Pendant toute ma jeunesse mon domaine d’expression était le chant. En revanche c’est à l’âge mûr que j’ai eu enfin accès à l’apprentissage du piano, grâce à la patience amicale et le grand professionnalisme d’une amie pianiste, Miranda Deliallisi.
Par ailleurs, très tardivement, je me suis intéressée à l’aquarelle, à la photo, laquelle tout au début devait être un outil de mémorisation de paysages que je trouvais dignes d’une aquarelle et enfin tout à fait par hasard, à la céramique.
Pour l’anecdote, j’ai commencé par une feuille imaginaire en prenant la place de mon fils dans l’atelier d’une sculptrice-céramiste, devenue depuis mon enseignante et une grande amie.
C’est cette discipline exigeante et imprévisible qui est aujourd’hui mon violon d’Ingres. Je la décline autour de la feuille.
En parallèle, la photo tient une place très importante car je documente mes voyages en plongeant dans la street photography, pour mémoriser les situations que mes yeux ont embrassé et pour me permettre de continuer à m’interroger sur les préoccupations et les intentions des personnes que j’ai croisé lors de mes périples.
Récemment, tu as écrit et illustré un ouvrage sur la Chine ; La Chine sans masque, parue aux éditions Saisons de Culture, quelles furent tes sources et combien de temps a duré la rédaction, recherches comprises ?
C’est une belle preuve de résilience, l’ouvrage a occupé toute la période de pandémie et m’a permis d’effectuer un voyage intérieur en me tenant en haleine pendant les confinements.
Avec Pierre, mon époux, nous avons parcouru la Chine deux fois et demi. Ce dernier est un clin d’œil à notre visite de Shanghai, quand notre fille passait un semestre d’échange entre l’EDHEC et l’Université de Fudan. Encore un regard différent que l’on peut porter à ce pays. Il y a quatre ans j’ai d’ailleurs fait une exposition de photos de la Chine dans un cadre privé.
Durant le premier confinement j’ai suivi les conseils d’une amie, historienne de l’art à Getty Research Institute.

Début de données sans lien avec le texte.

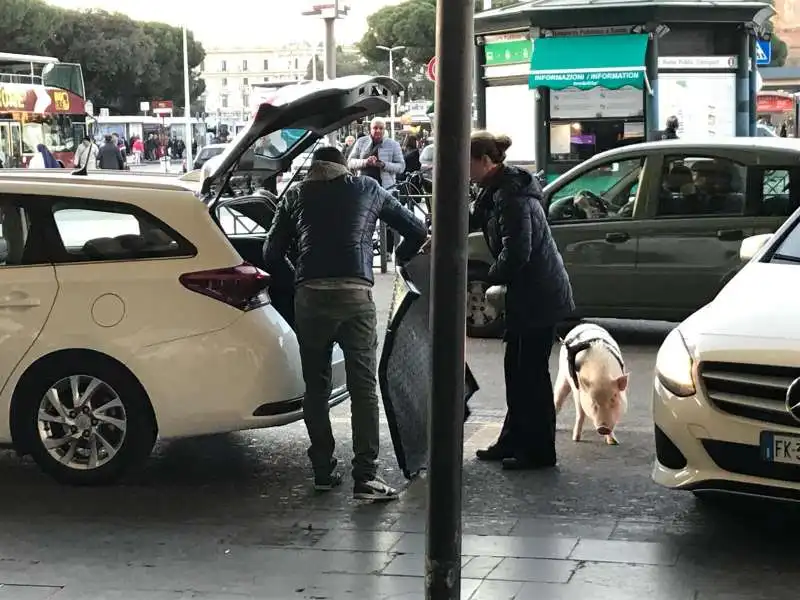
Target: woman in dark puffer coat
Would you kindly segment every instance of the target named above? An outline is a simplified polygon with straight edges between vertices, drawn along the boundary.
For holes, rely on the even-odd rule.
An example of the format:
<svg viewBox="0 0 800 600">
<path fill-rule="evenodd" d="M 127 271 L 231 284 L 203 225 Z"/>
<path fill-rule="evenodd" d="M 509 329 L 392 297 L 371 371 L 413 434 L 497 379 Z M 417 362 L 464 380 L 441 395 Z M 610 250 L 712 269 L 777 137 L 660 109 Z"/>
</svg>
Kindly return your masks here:
<svg viewBox="0 0 800 600">
<path fill-rule="evenodd" d="M 470 176 L 481 188 L 472 219 L 494 256 L 489 283 L 506 288 L 508 412 L 498 440 L 477 456 L 501 461 L 504 469 L 540 469 L 556 464 L 549 367 L 555 327 L 575 304 L 542 188 L 527 171 L 504 164 L 509 146 L 506 136 L 479 132 L 470 147 Z"/>
</svg>

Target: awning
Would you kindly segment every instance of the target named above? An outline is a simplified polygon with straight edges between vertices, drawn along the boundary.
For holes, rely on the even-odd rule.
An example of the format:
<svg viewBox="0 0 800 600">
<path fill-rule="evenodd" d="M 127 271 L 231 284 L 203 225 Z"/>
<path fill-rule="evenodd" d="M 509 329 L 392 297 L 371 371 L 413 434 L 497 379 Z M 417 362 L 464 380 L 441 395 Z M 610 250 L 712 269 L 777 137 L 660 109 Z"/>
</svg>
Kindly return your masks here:
<svg viewBox="0 0 800 600">
<path fill-rule="evenodd" d="M 537 38 L 529 86 L 618 90 L 629 85 L 644 89 L 647 39 L 647 34 Z"/>
</svg>

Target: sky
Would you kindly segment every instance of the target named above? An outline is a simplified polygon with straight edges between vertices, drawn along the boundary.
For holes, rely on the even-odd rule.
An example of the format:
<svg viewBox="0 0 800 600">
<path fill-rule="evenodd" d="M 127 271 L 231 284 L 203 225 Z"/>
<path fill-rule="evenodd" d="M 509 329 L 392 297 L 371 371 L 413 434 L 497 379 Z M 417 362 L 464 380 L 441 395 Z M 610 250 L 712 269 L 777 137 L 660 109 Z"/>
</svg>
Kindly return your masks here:
<svg viewBox="0 0 800 600">
<path fill-rule="evenodd" d="M 350 14 L 336 26 L 339 44 L 357 42 L 367 28 L 367 16 L 402 0 L 340 0 L 350 5 Z M 47 0 L 64 8 L 99 8 L 134 19 L 188 25 L 204 46 L 278 46 L 289 42 L 318 43 L 324 39 L 321 20 L 303 17 L 309 5 L 324 0 Z"/>
</svg>

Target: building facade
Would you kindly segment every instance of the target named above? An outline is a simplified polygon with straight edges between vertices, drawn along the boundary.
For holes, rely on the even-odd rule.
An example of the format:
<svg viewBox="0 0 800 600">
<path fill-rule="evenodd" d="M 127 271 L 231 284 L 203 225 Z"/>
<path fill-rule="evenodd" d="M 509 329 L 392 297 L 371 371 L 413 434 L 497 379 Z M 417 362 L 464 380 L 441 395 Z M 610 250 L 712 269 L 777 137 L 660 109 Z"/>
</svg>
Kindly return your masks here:
<svg viewBox="0 0 800 600">
<path fill-rule="evenodd" d="M 787 64 L 800 64 L 800 0 L 775 0 L 775 33 L 786 42 Z"/>
<path fill-rule="evenodd" d="M 302 81 L 314 54 L 314 47 L 307 43 L 208 49 L 200 65 L 206 84 L 206 114 L 222 121 L 246 120 L 252 108 L 253 84 Z"/>
</svg>

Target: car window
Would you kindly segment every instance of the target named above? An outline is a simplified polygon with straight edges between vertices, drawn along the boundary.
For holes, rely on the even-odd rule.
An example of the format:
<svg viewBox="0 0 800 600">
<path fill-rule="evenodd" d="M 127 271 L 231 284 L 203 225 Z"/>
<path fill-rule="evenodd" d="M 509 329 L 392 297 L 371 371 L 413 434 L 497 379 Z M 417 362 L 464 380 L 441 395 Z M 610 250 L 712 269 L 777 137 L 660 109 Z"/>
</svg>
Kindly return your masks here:
<svg viewBox="0 0 800 600">
<path fill-rule="evenodd" d="M 197 160 L 208 160 L 212 156 L 222 154 L 224 151 L 225 148 L 203 148 L 200 151 L 200 156 L 197 157 Z"/>
<path fill-rule="evenodd" d="M 194 246 L 152 215 L 130 205 L 108 209 L 56 203 L 53 219 L 62 244 L 57 262 L 193 256 Z"/>
<path fill-rule="evenodd" d="M 267 230 L 232 206 L 223 206 L 217 213 L 225 235 L 266 235 Z"/>
<path fill-rule="evenodd" d="M 253 153 L 264 158 L 279 158 L 297 145 L 308 132 L 305 129 L 279 129 L 258 138 Z"/>
<path fill-rule="evenodd" d="M 747 168 L 727 158 L 664 159 L 657 217 L 743 215 Z"/>
<path fill-rule="evenodd" d="M 793 169 L 763 169 L 760 172 L 759 216 L 788 217 L 800 205 L 800 189 L 792 190 Z M 795 186 L 797 187 L 797 186 Z"/>
<path fill-rule="evenodd" d="M 551 221 L 630 219 L 644 157 L 605 163 L 550 194 Z"/>
<path fill-rule="evenodd" d="M 10 202 L 0 203 L 0 267 L 49 262 L 30 231 L 31 220 L 26 211 Z"/>
<path fill-rule="evenodd" d="M 800 221 L 795 220 L 794 228 L 775 249 L 770 262 L 800 263 L 800 227 L 798 227 L 798 223 Z"/>
</svg>

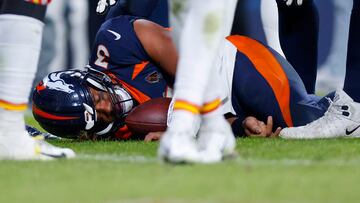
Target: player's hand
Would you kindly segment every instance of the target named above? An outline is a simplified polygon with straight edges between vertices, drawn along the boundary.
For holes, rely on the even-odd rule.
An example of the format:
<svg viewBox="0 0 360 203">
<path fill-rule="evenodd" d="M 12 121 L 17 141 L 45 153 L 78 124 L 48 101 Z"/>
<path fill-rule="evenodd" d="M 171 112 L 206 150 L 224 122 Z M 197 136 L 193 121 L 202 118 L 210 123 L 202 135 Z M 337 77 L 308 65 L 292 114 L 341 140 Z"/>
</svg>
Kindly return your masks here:
<svg viewBox="0 0 360 203">
<path fill-rule="evenodd" d="M 301 6 L 303 4 L 303 0 L 283 0 L 286 2 L 287 6 L 291 6 L 292 4 Z"/>
<path fill-rule="evenodd" d="M 275 132 L 273 129 L 273 118 L 269 116 L 267 122 L 259 121 L 253 116 L 245 118 L 243 121 L 243 128 L 247 136 L 250 137 L 278 137 L 281 131 L 281 128 L 277 128 Z"/>
<path fill-rule="evenodd" d="M 148 133 L 146 136 L 145 136 L 145 139 L 144 141 L 145 142 L 151 142 L 151 141 L 157 141 L 157 140 L 160 140 L 161 136 L 164 134 L 164 132 L 151 132 L 151 133 Z"/>
<path fill-rule="evenodd" d="M 98 14 L 104 14 L 109 6 L 113 6 L 116 4 L 116 1 L 117 0 L 99 0 L 98 5 L 96 7 L 96 12 Z"/>
</svg>

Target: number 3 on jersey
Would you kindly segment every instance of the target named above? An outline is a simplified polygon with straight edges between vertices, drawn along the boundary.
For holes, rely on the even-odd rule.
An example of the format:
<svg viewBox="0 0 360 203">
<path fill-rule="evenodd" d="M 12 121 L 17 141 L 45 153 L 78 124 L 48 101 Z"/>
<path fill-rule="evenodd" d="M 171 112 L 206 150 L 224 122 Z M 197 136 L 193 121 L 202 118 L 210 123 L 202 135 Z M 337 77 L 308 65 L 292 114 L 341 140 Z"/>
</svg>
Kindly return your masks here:
<svg viewBox="0 0 360 203">
<path fill-rule="evenodd" d="M 97 55 L 97 59 L 95 61 L 95 65 L 107 69 L 109 64 L 109 57 L 110 57 L 107 48 L 104 45 L 100 44 L 97 48 L 96 55 Z"/>
</svg>

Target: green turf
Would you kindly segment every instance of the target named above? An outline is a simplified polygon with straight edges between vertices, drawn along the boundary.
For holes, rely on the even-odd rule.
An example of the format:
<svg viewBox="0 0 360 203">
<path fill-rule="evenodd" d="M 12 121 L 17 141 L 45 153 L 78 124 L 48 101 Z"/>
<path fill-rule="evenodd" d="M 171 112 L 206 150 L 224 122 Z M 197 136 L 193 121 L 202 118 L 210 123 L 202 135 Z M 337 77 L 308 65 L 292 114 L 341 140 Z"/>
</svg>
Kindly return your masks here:
<svg viewBox="0 0 360 203">
<path fill-rule="evenodd" d="M 74 160 L 0 162 L 0 202 L 359 202 L 360 140 L 239 139 L 240 156 L 167 165 L 157 143 L 74 142 Z"/>
</svg>

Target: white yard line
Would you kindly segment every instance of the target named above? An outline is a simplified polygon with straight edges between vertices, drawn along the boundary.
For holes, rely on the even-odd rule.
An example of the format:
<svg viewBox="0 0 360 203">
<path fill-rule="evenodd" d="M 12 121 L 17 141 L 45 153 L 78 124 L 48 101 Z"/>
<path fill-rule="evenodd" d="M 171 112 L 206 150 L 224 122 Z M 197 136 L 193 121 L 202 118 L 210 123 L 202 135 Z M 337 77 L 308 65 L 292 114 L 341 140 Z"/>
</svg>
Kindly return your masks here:
<svg viewBox="0 0 360 203">
<path fill-rule="evenodd" d="M 306 159 L 241 159 L 235 160 L 242 165 L 284 165 L 284 166 L 312 166 L 312 165 L 325 165 L 325 166 L 360 166 L 360 160 L 306 160 Z"/>
<path fill-rule="evenodd" d="M 156 157 L 147 157 L 140 155 L 115 155 L 115 154 L 79 154 L 79 160 L 93 161 L 113 161 L 113 162 L 130 162 L 130 163 L 160 163 Z M 360 159 L 342 160 L 306 160 L 306 159 L 244 159 L 241 157 L 230 162 L 236 162 L 239 165 L 284 165 L 284 166 L 311 166 L 311 165 L 328 165 L 328 166 L 360 166 Z"/>
<path fill-rule="evenodd" d="M 114 162 L 133 162 L 133 163 L 155 163 L 155 157 L 115 155 L 115 154 L 79 154 L 77 159 L 94 161 L 114 161 Z"/>
</svg>

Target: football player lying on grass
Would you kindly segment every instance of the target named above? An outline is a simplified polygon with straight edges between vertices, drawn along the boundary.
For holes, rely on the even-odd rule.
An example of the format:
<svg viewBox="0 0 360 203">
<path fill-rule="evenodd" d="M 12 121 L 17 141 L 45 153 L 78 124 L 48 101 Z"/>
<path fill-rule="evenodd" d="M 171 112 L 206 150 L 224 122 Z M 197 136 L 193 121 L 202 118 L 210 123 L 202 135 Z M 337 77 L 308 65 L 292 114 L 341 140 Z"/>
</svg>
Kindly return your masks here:
<svg viewBox="0 0 360 203">
<path fill-rule="evenodd" d="M 176 63 L 167 30 L 135 17 L 112 18 L 96 36 L 91 68 L 50 73 L 39 83 L 34 117 L 62 137 L 131 139 L 126 116 L 168 95 Z M 307 94 L 292 66 L 261 43 L 229 36 L 215 63 L 223 80 L 213 82 L 224 88 L 224 115 L 234 134 L 271 137 L 285 128 L 284 138 L 360 136 L 358 103 L 341 90 L 326 97 Z"/>
</svg>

J’ai porté un nouveau regard sur ce pays insuffisamment connu et parcouru la Chine en créant un carnet de voyage, basé sur mes souvenirs et les anecdotes encore fraiches en ma mémoire.
Je me suis beaucoup investie dans le déroulement de l’impression et le processus de mise en page, sous la houlette de l’excellent graphiste polonais Jerzy Neumark. Dans ce progrès de création la photographie s’est cristallisée, porteuse d’un message, d’une observation attentive. Le plus difficile étant sans doute, d’insérer les bonnes images dans les chapitres du livre, et surtout, de trouver une légende en corrélation avec le texte.
La belle campagne de Sologne, sa flore, sa faune, son climat… ne pouvait que t’inspirer, quelle est exactement la place de la nature dans ton œuvre ?
Je me suis toujours sentie très proche de la nature. Je l’adule et la respecte. C’est mon élément et ma source d’inspiration.
Je travaille l’argile qui vient de la terre et la décline autour de la feuille, poumon nourricier de l’arbre, qui nous est aussi indispensable pour survivre qu’à tout le biotope dont nous sommes partie intégrante.
J’utilise des feuilles trouvées dans ma forêt que je cueille essentiellement à l’automne. J’ai planté des arbres à oxygène comme le catalpa, le tulipier de Virginie ou le paulownia pour pouvoir décliner dans mon œuvre des formes de tailles ou d’apparences impressionnantes.
Elles laissent sur mes tessons, en dehors de dessins merveilleux, le suc, la cendre, résumés dans leur substance minérale qui interagi avec les émaux. Ainsi, je les immortalise dans mes céramiques en soulignant l’importance de cette petite chose que nous ne remarquons pas souvent.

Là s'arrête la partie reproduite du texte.